そうだ、あそこに花壇があったな、お花をみたいな。

階段のとこまでだよ、建物の中には入っちゃだめだよと自分の母親に許可を得て、

そう大きくはない敷地内のちいさな探検が始まった。

 

ゆるやかな勾配の階段をゆっくり降りる途中で、アリがいた。

行列の先をたどる。巣があった。

何をしているんだろう?そう思いつつじっと見る。

ほじくり返したいけど、木の棒も、ましてスコップもない。

ただじっと見る。

 

………

 

うん、飽 き た。

 

お花をみよう、花壇に行こう。

 

階段を降りて、駐車場にある花壇へ向かう。

お花だ。きれい。なんていうお花だろう?

白いふだにあるのは、きっとお花の名前にちがいない。

 

パ…?

う〜ん、カタカナはまだよめない。

こっちの白くて小さいお花は何だろう?

みたことがあるぞ、食べられるのかな?

 

「あれ、なんでここにいるんだ?」

横から聞き覚えのある声がした。 

 

え、おじいちゃんだ。

 

……ほんもの?

 

祖父がそこにいた。本物だった。あやしい人でもなんでもなかった。

定年退職した後の勤め先がこの下水処理場で、草刈りなんかをしていたらしい。

そしたら、見覚えのある顔がそこにいたので、驚いて声をかけたと。

はじめは、孫か別の子か、それともボケたか?とまで思ったらしい。

お母さんがテニスをしにきていることを伝えると、

そーか、そーか、ウチのヨメはテニスをするのかと頷いて、

暑いから気をつけるようにと言って草刈りに戻っていった。

 

おじいちゃんがこんなところにいた!

 

アリよりもお花よりもすごい新発見を話したくて、

急いでコートに戻って、母に報告しにいった。

 

あのね、おじいちゃんがいた!

耳にした母は、ばつの悪そうに「そっか…、お母さんのこと、何か言ってた?」と聞いた。

「なんにも。

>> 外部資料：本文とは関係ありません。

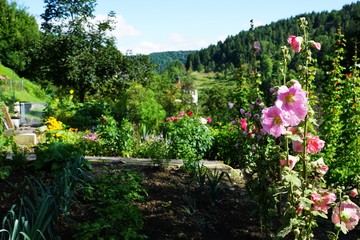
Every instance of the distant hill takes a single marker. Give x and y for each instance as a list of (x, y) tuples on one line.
[(164, 59), (235, 50)]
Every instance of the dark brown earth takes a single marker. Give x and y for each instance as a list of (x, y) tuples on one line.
[(174, 208)]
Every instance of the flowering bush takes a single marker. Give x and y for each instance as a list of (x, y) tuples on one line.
[(289, 119)]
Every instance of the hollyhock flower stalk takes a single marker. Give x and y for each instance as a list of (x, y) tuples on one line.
[(347, 214)]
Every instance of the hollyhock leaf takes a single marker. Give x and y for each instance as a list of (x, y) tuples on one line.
[(285, 231), (295, 137), (319, 214), (292, 178), (343, 229)]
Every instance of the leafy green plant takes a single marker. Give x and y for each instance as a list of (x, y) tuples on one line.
[(112, 197), (40, 210), (214, 178), (115, 140), (187, 135), (13, 227), (55, 156)]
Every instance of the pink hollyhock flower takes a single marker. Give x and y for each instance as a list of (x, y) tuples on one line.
[(299, 208), (295, 43), (274, 121), (317, 45), (203, 120), (314, 144), (292, 161), (347, 214), (315, 197), (320, 166), (257, 46), (322, 202), (292, 99), (243, 124), (353, 193)]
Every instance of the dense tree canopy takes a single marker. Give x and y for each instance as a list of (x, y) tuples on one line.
[(234, 51)]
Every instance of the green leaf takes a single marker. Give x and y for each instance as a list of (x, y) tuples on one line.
[(292, 178), (319, 213), (285, 231), (295, 137)]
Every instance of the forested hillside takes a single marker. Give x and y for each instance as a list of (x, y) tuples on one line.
[(164, 59), (236, 50)]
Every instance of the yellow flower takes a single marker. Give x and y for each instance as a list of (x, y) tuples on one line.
[(53, 124)]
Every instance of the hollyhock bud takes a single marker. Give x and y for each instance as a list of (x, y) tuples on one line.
[(257, 46), (347, 214), (317, 45), (203, 120), (295, 43), (292, 161), (243, 124), (354, 192)]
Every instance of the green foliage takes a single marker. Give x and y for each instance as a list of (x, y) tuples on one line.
[(187, 136), (340, 126), (225, 145), (16, 89), (55, 155), (165, 59), (82, 116), (74, 53), (115, 140), (140, 107), (115, 215), (153, 147), (19, 32)]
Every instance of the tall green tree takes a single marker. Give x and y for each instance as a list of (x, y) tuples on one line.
[(76, 53)]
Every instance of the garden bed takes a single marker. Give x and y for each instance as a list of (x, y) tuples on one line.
[(173, 208)]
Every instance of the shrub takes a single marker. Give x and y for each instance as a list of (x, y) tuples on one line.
[(187, 135)]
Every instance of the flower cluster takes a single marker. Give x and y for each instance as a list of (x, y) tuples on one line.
[(289, 109), (91, 137), (53, 124)]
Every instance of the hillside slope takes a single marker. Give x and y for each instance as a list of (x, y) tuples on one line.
[(16, 89)]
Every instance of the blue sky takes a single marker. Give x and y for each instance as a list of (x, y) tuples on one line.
[(145, 26)]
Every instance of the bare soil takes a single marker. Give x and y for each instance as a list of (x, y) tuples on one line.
[(175, 208)]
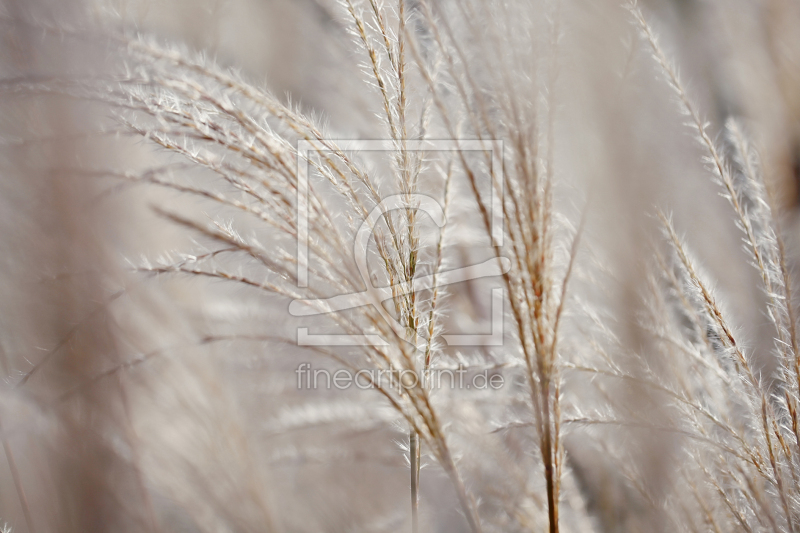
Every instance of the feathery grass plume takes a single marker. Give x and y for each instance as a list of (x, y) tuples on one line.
[(246, 136), (738, 432)]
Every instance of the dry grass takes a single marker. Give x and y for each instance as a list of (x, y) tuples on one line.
[(168, 396)]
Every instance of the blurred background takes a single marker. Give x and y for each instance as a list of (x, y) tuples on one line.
[(197, 436)]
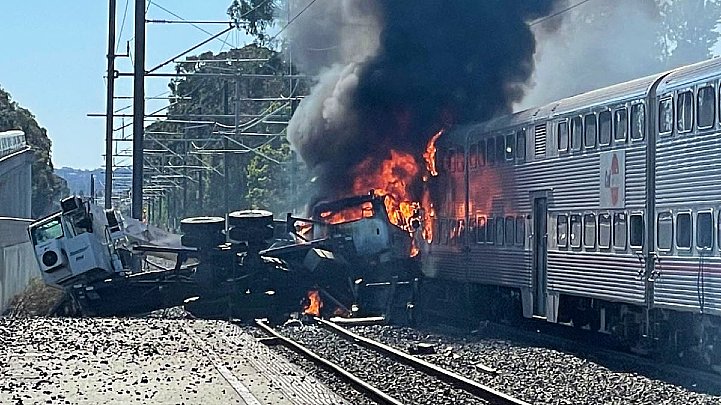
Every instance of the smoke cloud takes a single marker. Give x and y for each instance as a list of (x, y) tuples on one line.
[(597, 44), (391, 73), (600, 43)]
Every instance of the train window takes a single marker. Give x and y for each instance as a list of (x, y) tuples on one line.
[(604, 230), (664, 225), (589, 130), (499, 231), (638, 122), (620, 124), (460, 160), (684, 111), (683, 230), (562, 231), (437, 231), (490, 230), (510, 230), (636, 228), (448, 157), (576, 133), (500, 149), (589, 231), (704, 230), (461, 231), (619, 230), (520, 231), (510, 151), (706, 107), (521, 144), (481, 230), (575, 225), (718, 236), (481, 153), (473, 156), (665, 116), (491, 151), (562, 134), (604, 128)]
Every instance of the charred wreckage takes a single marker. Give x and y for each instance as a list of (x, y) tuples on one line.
[(348, 257)]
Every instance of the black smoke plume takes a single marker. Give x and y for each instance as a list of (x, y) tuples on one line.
[(391, 73)]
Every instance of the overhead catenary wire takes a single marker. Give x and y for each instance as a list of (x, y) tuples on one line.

?」

 

祖父との遭遇が、その日の一番の出来事になった。

 

それからはテニスに行くとたまに祖父と会うようになった。

草刈りをしながら、バッタが飛んだとか、お花が咲いてるとか、

ほんとうにどうでも良いことを、祖父はうんうんと聞いてくれた。

 

もうすぐ田植えの時期の、時季外れの暑い日のことだった。

いつものように母はテニスコートへ、わたしは祖父のところへ向かった。

 

祖父を見つけて駆け寄ると、ちょうど一仕事終えたところのようだった。

これから休憩をとるらしい。

「中に入るか?」

「うん」

祖父について、建物の中に入った。

 

む わ ぁ。

ス ゴ イ に お い だ。 

 

建物の外でもうっすらと遠いところでトイレの匂いがするとおもってたけど。

中はもっと濃くなったトイレの匂いと、うっすらとした洗剤の匂い。

それから、それから…、いろいろ混じったような、

くさいんだけど、ちょっとクセになる臭い。

 

おじいちゃん、こんなにおいのするところで働いてるんだ。

 

祖父が麦茶と花壇でなったといういちごを出してくれた。

甘いのか酸っぱいのか美味しいのか、

匂いのせいか、味はよくわからなかった。

 

「そろそろ行くか。」

そう祖父は言うと、手を繋いでテニスコートまで連れていってくれた。

「おじいちゃん、ばいばい」

「また来いな」

 

それが祖父が一番優しかった記憶だ。

 

 

近いはずなのにどこか遠くに聞こえるお経と、

菊や百合の強い匂いと、線香の匂い。

喪服でぞろぞろと移動する人々。

祖父が亡くなった。

 

私が小学校に上がると祖父は厳しくなった。

女だから勉強なんて要らない、家事をしろと、用事ばかりいいつける。

同居こそしていないけれど、同じ町内に住みしばしば顔を出す祖父を次第に避けるようになっていった。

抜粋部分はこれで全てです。